BME205, Fall 2011, Section 01: Research Paper Assignment

Inversions in Pyrobaculum oguniense

Due: Monday, November 28, 2011


The genome of Pyrobaculum oguniense includes a number of genomic rearrangements that we can infer using paired-end sequencing data.  In class, I described these as:

  • an extra-chromosomal element that we now believe to be a virus;
  • a simple inversion; and
  • two loop inversions.  These feature types are described in the lecture notes.

We are now interested in a more thorough investigation of these variants. 

Here are some examples that you should consider in your paper:


  • How often do these variants occur in the population? We first need to consider that only mappable contigs make it into the from-to table. Reads that cannot be uniquely mapped or have only one end of a pair are discarded. We also may need to consider the length of contigs that make it into the to-from table.   
  • Now that we see the specific regions that are involved in an inversion, can we learn about the biology of those genomic regions?  Might the specific genes at these positions gain a selective advantage resulting from the inversion?  In loop inversions, the genes at the termini are duplicates; is the relative orientation of these genes suggestive of the underlying mechanism?  You might consider examining the suspected mechanism whereby multiple copies of ribosomal RNA genes retain near exact sequences.  Searchc terms such as "Chi-sites", or "biased gene conversion" may be useful.  Is this relative orientation of these terminal genes conserved in this genus?  Is it conserved outside of this genus?  Is there any evidence that the underlying inversion in conserved outside of this species?
  • To what extent is the extra-chromosomal element (ECE) involved in the inversions?  Some viruses integrate at specific location in the genome, usually a specific tRNA gene.  Since these integrations are not present in every cell sequenced, it can yield diversions in the assembly which the genome assembler treats by simply terminating the contig.  Is the Pog ECE  involved in other contig breakpoints?  Does it seem to be integrating in specific genes or sequences?
  • What is known in the literature about the specific loci you have found, the nature of inversions within genomes, or the mechanism of integration implied by your findings? Cite any sources that you use to address this question.
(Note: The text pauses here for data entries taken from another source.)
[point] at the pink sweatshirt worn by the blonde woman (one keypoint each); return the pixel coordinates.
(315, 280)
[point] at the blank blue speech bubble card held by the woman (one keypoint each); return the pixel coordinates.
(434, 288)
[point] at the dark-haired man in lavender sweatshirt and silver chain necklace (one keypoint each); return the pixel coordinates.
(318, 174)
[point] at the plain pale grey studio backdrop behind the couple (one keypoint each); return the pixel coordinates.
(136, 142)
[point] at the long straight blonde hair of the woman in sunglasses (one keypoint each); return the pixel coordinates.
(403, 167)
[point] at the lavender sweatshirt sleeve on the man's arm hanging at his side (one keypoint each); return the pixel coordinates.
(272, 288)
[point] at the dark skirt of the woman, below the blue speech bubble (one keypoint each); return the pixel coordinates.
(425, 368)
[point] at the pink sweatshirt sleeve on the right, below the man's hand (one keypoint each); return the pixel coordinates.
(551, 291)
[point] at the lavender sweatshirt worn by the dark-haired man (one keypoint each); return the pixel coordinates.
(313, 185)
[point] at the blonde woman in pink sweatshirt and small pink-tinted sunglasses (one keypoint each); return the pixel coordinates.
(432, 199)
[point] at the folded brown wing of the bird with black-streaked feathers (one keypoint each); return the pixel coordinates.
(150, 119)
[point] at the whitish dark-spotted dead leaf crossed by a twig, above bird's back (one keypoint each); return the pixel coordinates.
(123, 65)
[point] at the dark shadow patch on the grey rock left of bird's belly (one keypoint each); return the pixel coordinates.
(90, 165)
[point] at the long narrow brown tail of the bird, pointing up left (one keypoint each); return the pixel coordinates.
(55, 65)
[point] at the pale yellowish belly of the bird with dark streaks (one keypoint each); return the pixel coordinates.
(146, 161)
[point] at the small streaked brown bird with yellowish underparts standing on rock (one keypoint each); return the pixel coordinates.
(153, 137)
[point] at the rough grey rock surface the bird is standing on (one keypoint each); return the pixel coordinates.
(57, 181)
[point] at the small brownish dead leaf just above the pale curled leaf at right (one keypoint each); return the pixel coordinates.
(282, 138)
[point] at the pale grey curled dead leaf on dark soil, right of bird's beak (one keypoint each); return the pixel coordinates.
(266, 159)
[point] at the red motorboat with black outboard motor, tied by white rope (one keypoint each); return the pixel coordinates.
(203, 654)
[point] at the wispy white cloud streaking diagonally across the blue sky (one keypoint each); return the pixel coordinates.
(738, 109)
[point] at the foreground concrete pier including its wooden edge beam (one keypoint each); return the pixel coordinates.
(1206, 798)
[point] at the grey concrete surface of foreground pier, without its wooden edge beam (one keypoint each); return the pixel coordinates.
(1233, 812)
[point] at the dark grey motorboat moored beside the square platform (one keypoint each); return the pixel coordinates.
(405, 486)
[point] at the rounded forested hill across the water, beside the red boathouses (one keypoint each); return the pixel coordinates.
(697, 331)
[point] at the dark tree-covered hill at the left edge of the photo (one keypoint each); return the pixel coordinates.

Write a short research paper (less than 5000 words), describing your findings.  Your paper should include an introduction, results, conclusion and references.  You should consider the questions posed above (but not feel limited by them) to explain the underlying viral and evolutionary mechanisms--and the biological implications--yielded by this data.

Some of your conclusions will require a formal mathematical derivation, and you should include this within your paper.  I have previously used numbered equations as a means to both describe and refer to derived results.

You will no doubt require use of the Archaeal genome browser for this work.  Logon credentials will be provided.  I have provided the sequence of contigs used in this assembly, along with the fromTo map discussed in class.  The final Map, derived as part of earlier work is also provided for refrence.